Did yall know they are doing a full season this fall? I'm pumped! I thought it was over after the mini series.. Cant wait, I have loved Debra Messing in everything shes  been in and this was no exception...


----------



## GlossyAbby (Sep 5, 2008)

I liked this show woo hoo! I will be watching it thanks!


----------



## meaghan<3 (Sep 5, 2008)

Can't wait!! I loved this show!!!


----------



## LuckyGirl3513 (Sep 9, 2008)

I know! It was such a pleasant surprise when i found out.. It kinda replaced Sex and the City for me and i was so bummed when it ended, i didnt really understand why it wasnt a normal series from the get go cause its a really sustainable premise and it has a ton of strong characters in it...


----------



## Cinci (Sep 9, 2008)

oh really?  i'm glad to hear it! I really enjoyed that show


----------



## LuckyGirl3513 (Sep 19, 2008)

yeah, oct 10 baby! Not too far away... Does anyone agree that Judy Davis may be the best part of this show (aside from Debra obvi)?  Wonder if she's still sober and how long it'll last...


----------



## LuckyGirl3513 (Sep 26, 2008)

Guys, FYI, they have the whole mini series on the website...


----------



## kimberlane (Oct 8, 2008)

I just saw her on Letterman tonight. I love her, she's so awesome. I had no idea that this was a miniseries though. I thought it was just starting. That sucks I guess I'll have to go watch those.


----------



## LuckyGirl3513 (Oct 8, 2008)

Oh i saw her too! Shes so adorable...I didnt realize her husband was one of the creators of Damages, thats really cool..

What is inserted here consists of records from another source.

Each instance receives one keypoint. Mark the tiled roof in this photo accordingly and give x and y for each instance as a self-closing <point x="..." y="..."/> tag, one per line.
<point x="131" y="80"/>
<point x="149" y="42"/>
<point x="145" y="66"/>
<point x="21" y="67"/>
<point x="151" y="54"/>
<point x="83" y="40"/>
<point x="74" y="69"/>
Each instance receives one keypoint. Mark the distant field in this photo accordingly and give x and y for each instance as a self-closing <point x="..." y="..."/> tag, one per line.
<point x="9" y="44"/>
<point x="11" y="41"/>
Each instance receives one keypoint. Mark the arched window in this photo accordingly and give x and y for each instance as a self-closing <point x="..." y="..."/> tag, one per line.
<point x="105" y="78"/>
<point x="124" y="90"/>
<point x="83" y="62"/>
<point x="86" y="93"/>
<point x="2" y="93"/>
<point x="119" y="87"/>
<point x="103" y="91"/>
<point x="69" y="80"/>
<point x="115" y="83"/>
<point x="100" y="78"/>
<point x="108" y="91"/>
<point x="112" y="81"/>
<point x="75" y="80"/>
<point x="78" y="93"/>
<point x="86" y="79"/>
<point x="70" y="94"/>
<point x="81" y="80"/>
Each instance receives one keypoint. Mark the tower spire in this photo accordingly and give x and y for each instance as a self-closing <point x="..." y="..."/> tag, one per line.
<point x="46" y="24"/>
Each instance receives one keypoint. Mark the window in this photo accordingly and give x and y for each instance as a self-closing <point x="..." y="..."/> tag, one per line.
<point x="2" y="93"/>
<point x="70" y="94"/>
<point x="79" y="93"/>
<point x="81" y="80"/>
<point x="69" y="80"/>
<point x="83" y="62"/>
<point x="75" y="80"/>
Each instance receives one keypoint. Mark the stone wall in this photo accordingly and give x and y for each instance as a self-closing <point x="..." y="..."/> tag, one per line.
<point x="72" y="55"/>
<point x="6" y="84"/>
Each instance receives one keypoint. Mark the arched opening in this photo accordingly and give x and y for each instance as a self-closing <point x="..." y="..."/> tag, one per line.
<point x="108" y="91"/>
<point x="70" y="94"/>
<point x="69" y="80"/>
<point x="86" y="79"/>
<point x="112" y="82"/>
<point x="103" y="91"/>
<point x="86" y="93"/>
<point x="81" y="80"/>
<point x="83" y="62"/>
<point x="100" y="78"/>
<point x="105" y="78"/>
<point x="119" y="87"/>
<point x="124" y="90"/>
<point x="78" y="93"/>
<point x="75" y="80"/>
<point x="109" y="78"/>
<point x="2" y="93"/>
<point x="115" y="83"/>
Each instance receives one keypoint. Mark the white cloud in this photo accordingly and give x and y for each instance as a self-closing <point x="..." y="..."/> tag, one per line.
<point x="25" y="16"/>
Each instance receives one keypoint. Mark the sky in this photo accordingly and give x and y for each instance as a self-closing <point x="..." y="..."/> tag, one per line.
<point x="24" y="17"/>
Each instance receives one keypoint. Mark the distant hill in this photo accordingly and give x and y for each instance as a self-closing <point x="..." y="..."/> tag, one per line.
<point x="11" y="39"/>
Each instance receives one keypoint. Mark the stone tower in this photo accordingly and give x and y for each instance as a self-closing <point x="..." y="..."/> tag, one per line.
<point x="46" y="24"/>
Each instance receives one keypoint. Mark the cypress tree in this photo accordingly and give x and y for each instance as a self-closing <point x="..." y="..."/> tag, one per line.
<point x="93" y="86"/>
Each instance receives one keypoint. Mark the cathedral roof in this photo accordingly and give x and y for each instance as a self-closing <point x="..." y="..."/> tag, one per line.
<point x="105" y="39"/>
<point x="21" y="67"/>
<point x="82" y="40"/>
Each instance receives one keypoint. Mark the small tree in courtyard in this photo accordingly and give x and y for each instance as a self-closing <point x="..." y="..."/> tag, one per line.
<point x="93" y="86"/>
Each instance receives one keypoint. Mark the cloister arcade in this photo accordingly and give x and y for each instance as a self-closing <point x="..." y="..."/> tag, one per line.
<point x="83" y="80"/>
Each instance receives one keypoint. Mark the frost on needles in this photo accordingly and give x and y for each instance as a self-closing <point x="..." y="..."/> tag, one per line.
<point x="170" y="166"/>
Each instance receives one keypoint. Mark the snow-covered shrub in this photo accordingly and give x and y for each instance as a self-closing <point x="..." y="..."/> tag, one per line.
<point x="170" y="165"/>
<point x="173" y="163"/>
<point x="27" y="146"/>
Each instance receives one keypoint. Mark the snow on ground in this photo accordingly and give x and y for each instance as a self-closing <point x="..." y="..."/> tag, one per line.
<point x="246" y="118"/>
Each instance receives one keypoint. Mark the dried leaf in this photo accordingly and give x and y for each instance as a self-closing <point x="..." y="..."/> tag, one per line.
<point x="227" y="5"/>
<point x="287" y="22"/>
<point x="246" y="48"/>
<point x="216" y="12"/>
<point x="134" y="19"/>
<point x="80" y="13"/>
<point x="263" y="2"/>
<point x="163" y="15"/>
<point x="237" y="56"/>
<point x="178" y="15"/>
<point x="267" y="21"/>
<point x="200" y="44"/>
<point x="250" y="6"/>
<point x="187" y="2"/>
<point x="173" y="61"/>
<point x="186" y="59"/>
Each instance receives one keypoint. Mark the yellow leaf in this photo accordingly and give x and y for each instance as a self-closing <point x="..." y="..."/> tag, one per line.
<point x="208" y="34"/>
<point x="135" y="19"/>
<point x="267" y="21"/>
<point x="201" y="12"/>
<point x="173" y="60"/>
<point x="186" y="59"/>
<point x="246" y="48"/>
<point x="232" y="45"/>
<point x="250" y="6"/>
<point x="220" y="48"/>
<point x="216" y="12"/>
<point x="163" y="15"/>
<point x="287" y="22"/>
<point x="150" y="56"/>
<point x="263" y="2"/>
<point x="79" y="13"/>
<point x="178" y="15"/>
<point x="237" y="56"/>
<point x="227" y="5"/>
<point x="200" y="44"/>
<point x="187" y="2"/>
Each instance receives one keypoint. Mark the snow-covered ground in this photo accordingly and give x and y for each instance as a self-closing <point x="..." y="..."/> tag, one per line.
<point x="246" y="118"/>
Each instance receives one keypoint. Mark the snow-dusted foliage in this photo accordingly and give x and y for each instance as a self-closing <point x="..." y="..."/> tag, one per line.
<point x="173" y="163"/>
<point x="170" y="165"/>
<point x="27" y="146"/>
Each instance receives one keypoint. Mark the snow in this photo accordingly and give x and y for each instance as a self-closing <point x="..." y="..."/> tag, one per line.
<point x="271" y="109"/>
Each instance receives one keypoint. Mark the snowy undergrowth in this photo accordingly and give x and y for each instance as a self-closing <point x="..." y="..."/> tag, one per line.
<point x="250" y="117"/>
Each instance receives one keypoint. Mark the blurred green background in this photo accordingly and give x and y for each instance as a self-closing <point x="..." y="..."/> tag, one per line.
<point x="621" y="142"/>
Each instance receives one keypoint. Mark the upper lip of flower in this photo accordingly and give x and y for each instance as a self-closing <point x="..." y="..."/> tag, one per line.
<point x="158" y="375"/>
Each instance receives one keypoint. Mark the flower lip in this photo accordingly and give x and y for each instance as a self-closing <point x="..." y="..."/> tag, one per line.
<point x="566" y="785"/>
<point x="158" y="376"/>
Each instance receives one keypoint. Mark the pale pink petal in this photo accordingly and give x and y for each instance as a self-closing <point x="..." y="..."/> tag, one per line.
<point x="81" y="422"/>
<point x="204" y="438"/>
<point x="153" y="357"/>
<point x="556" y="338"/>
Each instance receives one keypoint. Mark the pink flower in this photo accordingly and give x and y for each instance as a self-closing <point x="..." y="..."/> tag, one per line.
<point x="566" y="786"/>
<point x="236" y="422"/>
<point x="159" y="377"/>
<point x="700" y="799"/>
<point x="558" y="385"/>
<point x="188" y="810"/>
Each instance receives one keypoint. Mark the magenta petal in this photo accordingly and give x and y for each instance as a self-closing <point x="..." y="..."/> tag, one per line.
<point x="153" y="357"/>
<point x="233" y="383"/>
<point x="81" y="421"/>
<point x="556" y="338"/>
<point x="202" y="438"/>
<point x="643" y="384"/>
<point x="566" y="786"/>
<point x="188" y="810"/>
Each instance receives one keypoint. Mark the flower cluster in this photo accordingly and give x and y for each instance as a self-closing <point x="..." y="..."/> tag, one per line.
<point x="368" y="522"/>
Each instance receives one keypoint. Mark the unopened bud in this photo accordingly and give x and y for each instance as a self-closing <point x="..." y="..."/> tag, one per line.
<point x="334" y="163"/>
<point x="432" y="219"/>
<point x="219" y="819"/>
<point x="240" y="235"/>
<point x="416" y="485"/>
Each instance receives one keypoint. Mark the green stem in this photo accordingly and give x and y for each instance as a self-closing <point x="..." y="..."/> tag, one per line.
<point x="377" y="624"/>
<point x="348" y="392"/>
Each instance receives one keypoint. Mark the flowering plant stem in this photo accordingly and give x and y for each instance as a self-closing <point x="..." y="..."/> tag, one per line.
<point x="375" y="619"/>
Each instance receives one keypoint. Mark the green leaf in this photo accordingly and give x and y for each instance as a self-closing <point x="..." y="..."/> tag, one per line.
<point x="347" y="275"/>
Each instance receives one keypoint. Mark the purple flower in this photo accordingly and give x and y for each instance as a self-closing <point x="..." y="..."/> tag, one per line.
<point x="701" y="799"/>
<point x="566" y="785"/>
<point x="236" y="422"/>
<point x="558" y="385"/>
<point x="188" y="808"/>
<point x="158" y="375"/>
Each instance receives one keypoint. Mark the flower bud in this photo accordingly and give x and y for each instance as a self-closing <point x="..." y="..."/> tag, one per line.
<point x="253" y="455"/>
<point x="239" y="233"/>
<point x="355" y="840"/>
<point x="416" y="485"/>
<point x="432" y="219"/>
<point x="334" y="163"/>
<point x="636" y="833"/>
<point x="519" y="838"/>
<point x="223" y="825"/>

Just watch the mini series on the website, you have plenty of time before friday

I think the dude in the commercial thats supposed to be her new love interest is smokin


----------



## LuckyGirl3513 (Oct 14, 2008)

Aww.. im so glad this show is back, the premiere was really cute. I love Rodney's new man 
	

	
	
		
		

		
			





, hes hot and i like how Rodney was all nervous around him when they first met..I also liked the new Kenny, he was hysterical... Did anyone else watch? They're showing it again at 10 on wednesday if you missed it..


----------